The Nigerian hospitality sector, which is still recovering from the traditional lull in business between January and early February of every year, is facing an even more difficult challenge occasioned by the coronavirus (Covid-19) pandemic that is ravaging the world and stifling economies amid rising death toll.
Many hotels across Nigeria, both local and international brands, are facing a lull in business in a proportion worse than was seen during the Ebola outbreak or even the 2016 economic recession.
From occupancy rate of between 50-60 percent in late January, hotels are now recording below 30 percent, the worst in the history of the sector. The occupancy is expected to fall further if and when Nigeria implements total lockdown.
Hotel experts think the industry is losing over N500 million daily from scaling down operations, and would record zero revenue when total shutdown is in place.
Ikechi Uko, a hospitality expert and CEO, Akwaaba African Travel Market, said occupancy in Abuja and Lagos would disappear next week once domestic flights stop on Saturday.
“Until the shutdown, the market will shrink to record numbers with some layoffs,” Uko said.
To cope with the dwindling fortunes, many hotels are scaling down their operations to only the essential services as occupancy keeps falling every day.
Over the week, Eko Hotel and Suites in Lagos announced the scaling down of its operations to essential services only, in compliance with government directive on public gatherings. But the hotel is losing huge revenue from many of the closed facilities, especially the Eko Convention Centre, which earns a big chunk of its revenue.
In the same vein, Transcorp Hilton Abuja and all international brands in the country have scaled down their services to only essentials.
The sad situation, according to Mark Odion, a hotel sales director, has made all revenue targets for the first quarter of 2020 unattainable and half-year results unimaginable as hoteliers are considering shutting down to avert incurring further losses as operation cost remains same even with very low occupancy.

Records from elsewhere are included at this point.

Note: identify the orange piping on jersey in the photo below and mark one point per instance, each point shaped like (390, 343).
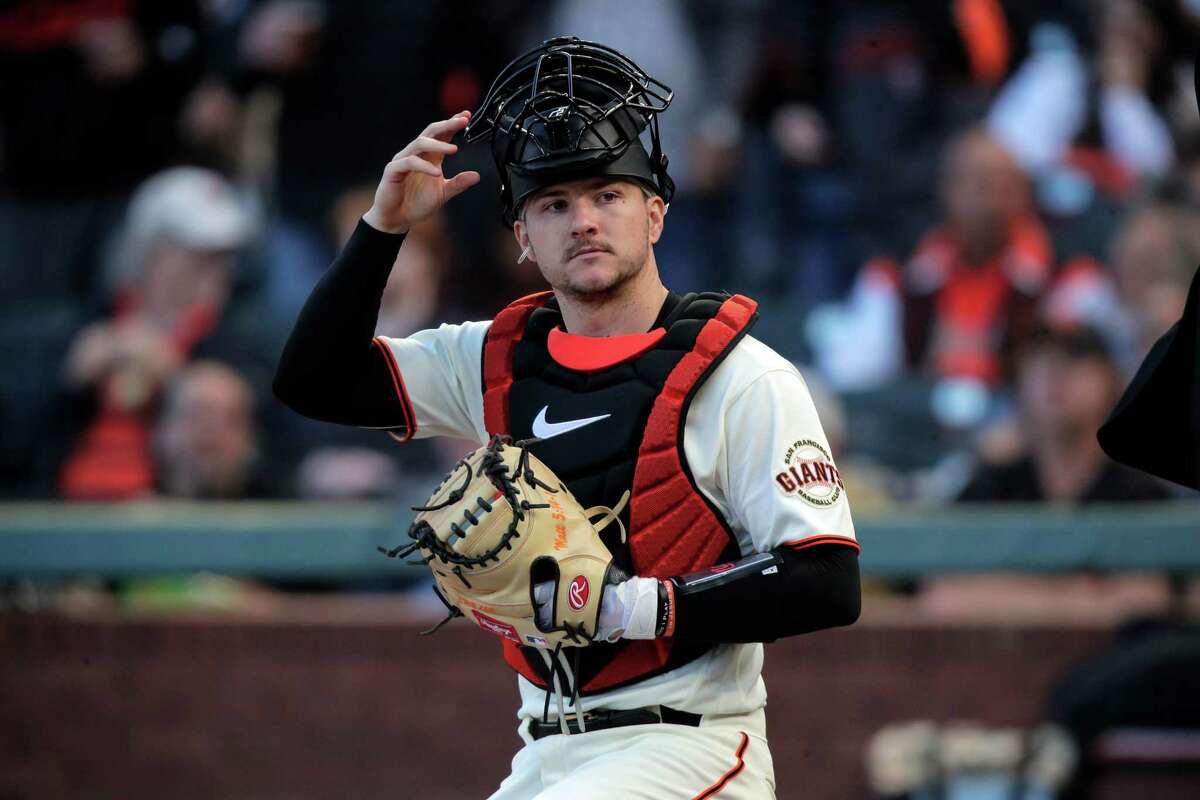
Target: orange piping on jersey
(825, 539)
(597, 353)
(397, 380)
(505, 331)
(713, 791)
(984, 34)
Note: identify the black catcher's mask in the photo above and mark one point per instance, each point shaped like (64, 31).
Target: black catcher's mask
(570, 109)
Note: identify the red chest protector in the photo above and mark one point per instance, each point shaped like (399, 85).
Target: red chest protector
(672, 527)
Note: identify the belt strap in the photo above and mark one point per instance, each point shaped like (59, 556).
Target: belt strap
(603, 720)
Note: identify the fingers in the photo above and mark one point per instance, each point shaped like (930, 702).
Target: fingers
(461, 182)
(426, 144)
(403, 164)
(445, 128)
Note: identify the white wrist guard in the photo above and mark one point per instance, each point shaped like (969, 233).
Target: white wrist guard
(629, 609)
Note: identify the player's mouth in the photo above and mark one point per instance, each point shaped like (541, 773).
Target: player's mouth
(592, 250)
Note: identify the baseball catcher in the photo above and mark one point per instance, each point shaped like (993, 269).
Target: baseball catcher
(654, 497)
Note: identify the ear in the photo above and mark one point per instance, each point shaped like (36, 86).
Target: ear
(658, 211)
(522, 235)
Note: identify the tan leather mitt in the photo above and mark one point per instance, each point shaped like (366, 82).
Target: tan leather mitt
(499, 523)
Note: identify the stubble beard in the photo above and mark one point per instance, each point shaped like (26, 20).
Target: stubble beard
(628, 268)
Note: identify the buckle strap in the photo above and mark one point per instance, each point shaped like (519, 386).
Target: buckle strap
(603, 720)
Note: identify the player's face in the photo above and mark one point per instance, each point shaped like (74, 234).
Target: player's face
(591, 236)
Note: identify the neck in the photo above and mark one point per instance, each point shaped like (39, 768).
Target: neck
(630, 308)
(1067, 465)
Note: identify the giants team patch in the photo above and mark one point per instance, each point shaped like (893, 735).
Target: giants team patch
(810, 475)
(496, 626)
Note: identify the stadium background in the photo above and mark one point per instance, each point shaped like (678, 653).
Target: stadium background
(966, 220)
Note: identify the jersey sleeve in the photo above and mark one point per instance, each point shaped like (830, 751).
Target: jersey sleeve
(780, 481)
(437, 378)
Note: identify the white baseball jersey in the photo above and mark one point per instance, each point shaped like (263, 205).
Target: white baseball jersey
(755, 447)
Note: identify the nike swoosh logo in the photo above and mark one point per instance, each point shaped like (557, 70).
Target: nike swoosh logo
(544, 429)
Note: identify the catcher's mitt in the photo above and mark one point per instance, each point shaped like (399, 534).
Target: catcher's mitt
(502, 522)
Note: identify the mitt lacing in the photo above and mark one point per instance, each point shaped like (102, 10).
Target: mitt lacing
(492, 465)
(573, 677)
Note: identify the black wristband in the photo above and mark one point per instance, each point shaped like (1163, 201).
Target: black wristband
(664, 609)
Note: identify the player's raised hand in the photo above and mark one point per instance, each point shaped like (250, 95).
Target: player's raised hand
(413, 186)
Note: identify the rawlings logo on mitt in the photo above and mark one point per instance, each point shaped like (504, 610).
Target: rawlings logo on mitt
(502, 522)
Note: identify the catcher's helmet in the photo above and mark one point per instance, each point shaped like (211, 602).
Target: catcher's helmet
(568, 109)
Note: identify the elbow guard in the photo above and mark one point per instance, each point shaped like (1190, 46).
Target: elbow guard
(767, 595)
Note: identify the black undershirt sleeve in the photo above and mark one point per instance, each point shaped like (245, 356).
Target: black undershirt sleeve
(813, 589)
(330, 368)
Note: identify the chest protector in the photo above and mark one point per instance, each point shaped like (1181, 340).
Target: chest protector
(613, 427)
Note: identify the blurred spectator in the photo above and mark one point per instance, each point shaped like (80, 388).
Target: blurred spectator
(351, 82)
(171, 277)
(969, 294)
(1090, 112)
(90, 94)
(1155, 256)
(345, 463)
(205, 445)
(1105, 102)
(1067, 384)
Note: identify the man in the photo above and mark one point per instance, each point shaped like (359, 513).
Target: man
(739, 529)
(205, 437)
(1067, 383)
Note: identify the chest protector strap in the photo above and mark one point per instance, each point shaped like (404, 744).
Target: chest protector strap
(673, 528)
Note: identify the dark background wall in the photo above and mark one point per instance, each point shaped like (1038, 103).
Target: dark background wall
(270, 709)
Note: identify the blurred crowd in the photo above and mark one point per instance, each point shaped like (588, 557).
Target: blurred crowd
(966, 220)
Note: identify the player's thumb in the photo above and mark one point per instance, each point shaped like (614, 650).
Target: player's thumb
(460, 184)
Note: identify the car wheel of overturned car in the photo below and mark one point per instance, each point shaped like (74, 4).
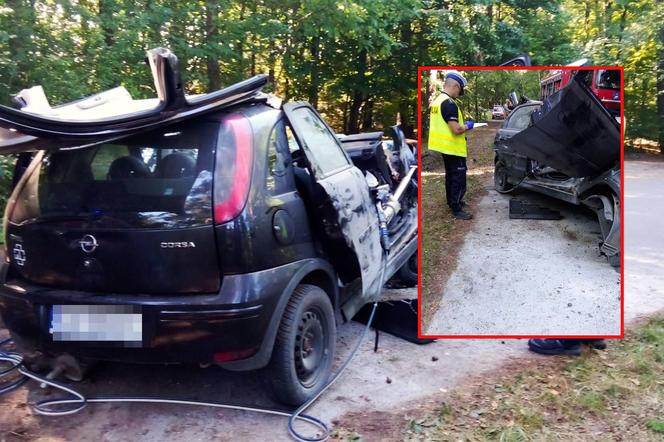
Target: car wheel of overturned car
(304, 348)
(500, 181)
(407, 274)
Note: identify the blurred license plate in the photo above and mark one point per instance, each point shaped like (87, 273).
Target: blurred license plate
(96, 323)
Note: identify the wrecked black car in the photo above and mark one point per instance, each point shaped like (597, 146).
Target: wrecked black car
(223, 228)
(567, 147)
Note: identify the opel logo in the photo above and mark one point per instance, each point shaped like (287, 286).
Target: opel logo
(88, 243)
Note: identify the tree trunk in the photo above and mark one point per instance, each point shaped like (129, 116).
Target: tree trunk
(660, 84)
(211, 33)
(354, 113)
(314, 49)
(367, 115)
(106, 21)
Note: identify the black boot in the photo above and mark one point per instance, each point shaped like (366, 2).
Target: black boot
(461, 214)
(597, 344)
(570, 347)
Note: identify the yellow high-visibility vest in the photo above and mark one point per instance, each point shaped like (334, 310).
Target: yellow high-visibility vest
(441, 137)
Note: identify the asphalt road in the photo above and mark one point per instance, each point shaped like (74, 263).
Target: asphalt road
(415, 378)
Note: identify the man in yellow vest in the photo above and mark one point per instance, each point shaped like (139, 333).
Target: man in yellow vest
(446, 135)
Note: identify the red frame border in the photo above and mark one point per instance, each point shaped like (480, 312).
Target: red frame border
(420, 70)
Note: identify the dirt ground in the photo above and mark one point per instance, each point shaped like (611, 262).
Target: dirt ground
(377, 397)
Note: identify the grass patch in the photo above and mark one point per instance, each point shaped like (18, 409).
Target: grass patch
(442, 235)
(438, 238)
(612, 395)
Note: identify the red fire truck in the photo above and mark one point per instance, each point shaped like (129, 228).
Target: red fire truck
(605, 84)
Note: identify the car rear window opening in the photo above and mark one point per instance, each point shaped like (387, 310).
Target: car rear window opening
(158, 180)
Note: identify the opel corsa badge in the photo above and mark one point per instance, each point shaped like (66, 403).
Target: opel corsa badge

“Hoteliers are in dilemma of taking the harshest business decision in the history of Nigeria’s hospitality industry. If the situation gets worse than 20 percent occupancy, many hotels will shut down because that rate will not sustain even the essential services,” Odion said.
Shola Adeyemo, public relations and marketing manager at Transcorp Hilton Abuja, said hotels are sustained for now by some guests who are trapped in the country and cannot travel due to travel restrictions across the world, as well as long staying guests who have been around for a while.
But the fear is what would happen when the hotels cannot sustain operations with the few guests.
Fatima Salami, general manager, Primal Hotel Ikoyi, said all aspects of the global economy have been hard hit by the coronavirus impact, including the hospitality industry, hence hoteliers would adopt survival strategies which guests should understand at this critical time.
Ronald Stilting, former manager of Ibom Hotel and Golf Resort, thinks the world is in lockdown and the hospitality industry is affected equally as part of global economy.
Some experts are concerned that the impact of the pandemic will linger in the hospitality long after the virus is over.
According to Odion, who is also an economist, with dwindling revenue, most hoteliers would be under pressure to repay bank loans, while hotel projects in the pipeline would likely be abandoned for a long time.
But Uko thinks that the industry will survive the present challenge.
“Tourism will survive because it is resilient,” he said.